Hampir 2 jam Nyonya Lina dan Dara mengobrol sebelum Dara menatap kearah jam yang melingkar di pergelangan tangannya.
"Oh maaf Tante, ku rasa aku harus segera kembali ke hotel sekarag." Ucap Dara membuat Nyonya Lina langsung menatap sedih seakan tak terima harus berpisah dengan Dara.
"Kenapa tidak menginap disini saja?" Usul Nyonya Lina
"Hhhmm.. lain kali saja Tante, saat aku datang aku akan menginap lain kali, malam ini aku tidak bisa menginap karena ada beberapa pekerjaan yang harus aku urus." Tolak Dara.
"Rea, aku pulang dulu." Ucap Dara berpamitan
"Tunggulah, akan ku minta supir untuk mengantarmu." Balas Rea
"Untuk apa meminta supir, panggil Erlan saja minta Erlan yang mengantar Dara." Sambar Nyonya Lina
"Eeeh tidak perlu Tante, aku pulang naik taksi saja." Tolak Dara hanya berpura-pura padahal dalam hatinya ia ingin Erlanlah yang mengantarnya pulang.
"Jangan keras kepala, Dara.
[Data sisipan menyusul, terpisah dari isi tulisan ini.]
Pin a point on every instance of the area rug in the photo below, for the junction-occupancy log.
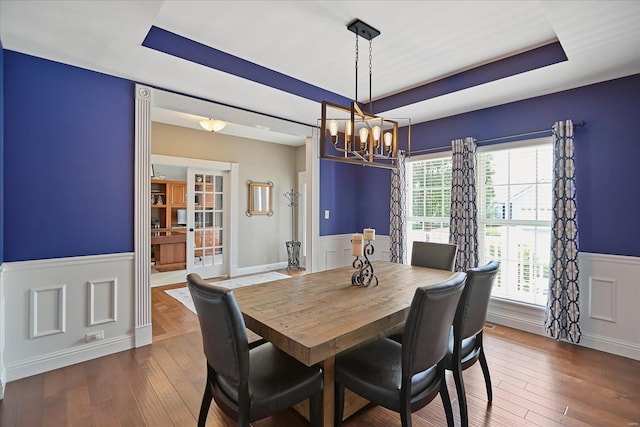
(184, 296)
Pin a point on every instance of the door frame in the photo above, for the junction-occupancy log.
(231, 209)
(146, 98)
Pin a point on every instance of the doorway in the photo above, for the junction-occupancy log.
(209, 251)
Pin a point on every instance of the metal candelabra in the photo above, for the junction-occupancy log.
(293, 246)
(364, 276)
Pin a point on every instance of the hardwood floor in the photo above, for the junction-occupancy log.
(536, 381)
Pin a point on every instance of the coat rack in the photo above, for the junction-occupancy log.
(293, 246)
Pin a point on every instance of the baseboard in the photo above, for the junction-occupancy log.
(48, 362)
(609, 345)
(3, 382)
(143, 335)
(260, 268)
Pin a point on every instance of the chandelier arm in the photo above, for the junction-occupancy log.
(356, 98)
(370, 75)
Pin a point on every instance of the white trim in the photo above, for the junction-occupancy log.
(22, 284)
(313, 201)
(142, 212)
(92, 321)
(619, 336)
(46, 264)
(188, 162)
(69, 356)
(34, 309)
(260, 268)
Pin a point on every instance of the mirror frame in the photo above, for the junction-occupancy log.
(256, 207)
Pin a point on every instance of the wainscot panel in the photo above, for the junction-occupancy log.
(609, 301)
(65, 311)
(335, 251)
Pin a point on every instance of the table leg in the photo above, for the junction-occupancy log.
(328, 370)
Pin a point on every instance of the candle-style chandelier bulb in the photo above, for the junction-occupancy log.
(388, 139)
(333, 130)
(348, 130)
(376, 130)
(364, 135)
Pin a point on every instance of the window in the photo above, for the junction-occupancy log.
(514, 212)
(429, 199)
(514, 218)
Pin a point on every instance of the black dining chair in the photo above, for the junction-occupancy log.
(247, 384)
(431, 255)
(465, 341)
(405, 377)
(434, 255)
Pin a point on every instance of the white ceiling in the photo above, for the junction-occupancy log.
(421, 42)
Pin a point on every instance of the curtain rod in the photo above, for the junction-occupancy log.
(579, 124)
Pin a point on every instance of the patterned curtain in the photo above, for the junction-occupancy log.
(463, 225)
(563, 308)
(398, 215)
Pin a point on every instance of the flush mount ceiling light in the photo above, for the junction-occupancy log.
(212, 125)
(348, 134)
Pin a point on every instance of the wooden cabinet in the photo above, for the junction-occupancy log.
(167, 235)
(178, 194)
(166, 198)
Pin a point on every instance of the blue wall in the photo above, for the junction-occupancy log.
(357, 197)
(68, 160)
(607, 155)
(1, 154)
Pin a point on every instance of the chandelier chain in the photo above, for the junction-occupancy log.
(370, 75)
(357, 52)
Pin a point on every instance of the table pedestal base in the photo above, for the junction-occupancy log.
(352, 404)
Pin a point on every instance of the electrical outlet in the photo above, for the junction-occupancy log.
(94, 336)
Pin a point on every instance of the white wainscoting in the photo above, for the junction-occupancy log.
(335, 251)
(65, 311)
(609, 306)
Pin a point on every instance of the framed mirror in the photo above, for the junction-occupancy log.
(260, 198)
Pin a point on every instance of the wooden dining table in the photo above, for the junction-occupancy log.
(314, 317)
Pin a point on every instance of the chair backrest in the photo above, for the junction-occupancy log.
(224, 336)
(472, 309)
(426, 334)
(434, 255)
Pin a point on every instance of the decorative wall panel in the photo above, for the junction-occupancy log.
(103, 301)
(47, 311)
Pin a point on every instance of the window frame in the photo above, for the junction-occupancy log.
(482, 221)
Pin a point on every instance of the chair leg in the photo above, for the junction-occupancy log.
(206, 403)
(446, 401)
(338, 405)
(485, 372)
(462, 398)
(405, 409)
(315, 409)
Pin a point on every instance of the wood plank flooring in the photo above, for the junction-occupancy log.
(536, 381)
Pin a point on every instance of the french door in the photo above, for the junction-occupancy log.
(207, 235)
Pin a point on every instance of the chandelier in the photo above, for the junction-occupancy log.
(349, 134)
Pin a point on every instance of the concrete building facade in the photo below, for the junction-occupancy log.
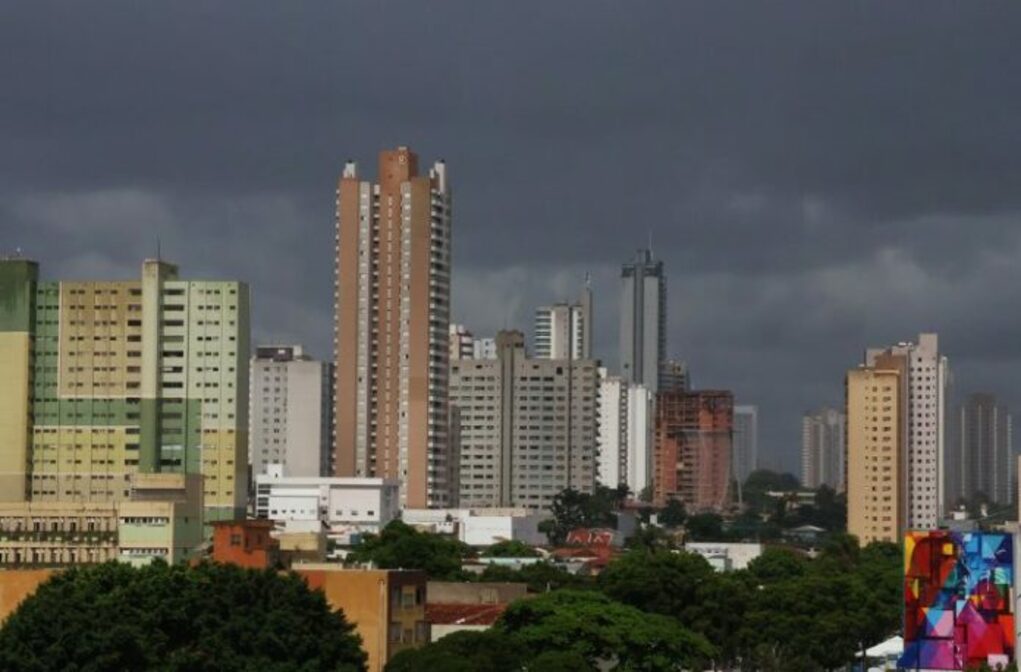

Dengarkan perkataan Tante jika tidak Tante akan marah padamu." Ucap Nyonya Lina mengancam
Dara menatap kearah Rea memberi ekspresi bahwa ia terpaksa harus menerima usulan Nyonya Lina sementara Rea hanya merespon dengan menganggukan kepalanya sembari tersenyum pertanda bahwa menuruti keinginan Ibu mertuanya bukanlah masalah baginya.
"Apa yang kau tunggu, Rea. Cepat panggilkan Erlan dan minta Erlan untuk mengantar Dara pulang."
"Baik Ma," sahut Rea kemudian melangkah menuju kamarnya.
"Terimakasih loh, sayang. Syal yang kamu berikan sebagai oleh-oleh sangat bagus dan indah, pasti mahal." Ucap Nyonya Lina setelah kepergian Rea
"Tidak seberapa Tante." Balas Dara
Sementara itu Rea yang baru masuk dalam kamarnya langsung mendapati Erlan terduduk dengan leptop diatas pangkuannya.
"Apa Dara sudah pulang?" Tanya Erlan, Rea menggelengkan kepalanya untuk menjawab seraya mendekati Erlan
"Mama memintamu untuk mengantar Dara pulang." Ucap Rea seketika Erlanpun menyerengit
"Apa tidak ada supir? Kenapa tidak minta supir saja untuk mengantar Dara?"
"Mama ingin kau yang menganatar Dara." Ucap Rea
"Sayang, aku sedang sibuk kenapa harus aku, di luar ada supir kenapa tidak minta tolong supir saja." Tolak Erlan bersikukuh
"Ayolah antar saja Dara pulang itu keinginan Mama, aku tidak ingin Mama marah lagi. Ku mohon turuti saja permintaan Mama." Rengek Rea berusaha merayu suaminya dan akhirnya Erlanpun luluh.
"Baiklah, berhenti merengek seperti ini." Ucap Erlan memyetujui, Reapun tersenyum senang.
"Kalau begitu aku pergi dulu." Ucap Erlan seraya beranjak dari tempat tidur kemudian mencium kening Rea lalu pergi meninggalkan kamar.
Dara tersenyum senang, ia bahkan nyaris melompat ketika melihat sosok Erlan keluar dari dalam kamar.
"Nah itu dia Erlannya." Ucap Nyonya Lina, senyum senang langsung menghiasi wajahnya
"Ayo!" Ajak Erlan setibanya dia di hadapan Dara dan Nyonya Lina
Darapun segera berdiri lalu berpamitan pada Nyonya Lina sebelum kemudian berlalu menuju parkiran.
"Aku pergi dulu, Ma." Ucap Erlan
"Hhm!.. Hati-hati, jangan terburu-buru Erlan, nikmati saja waktu kalian berdua dulu untuk saling mengelan satu sama lain." Balas Nyonya Lina yang seolah-olah menjodohkan Erlan dan Dara tanpa memikirkan perasaan Rea.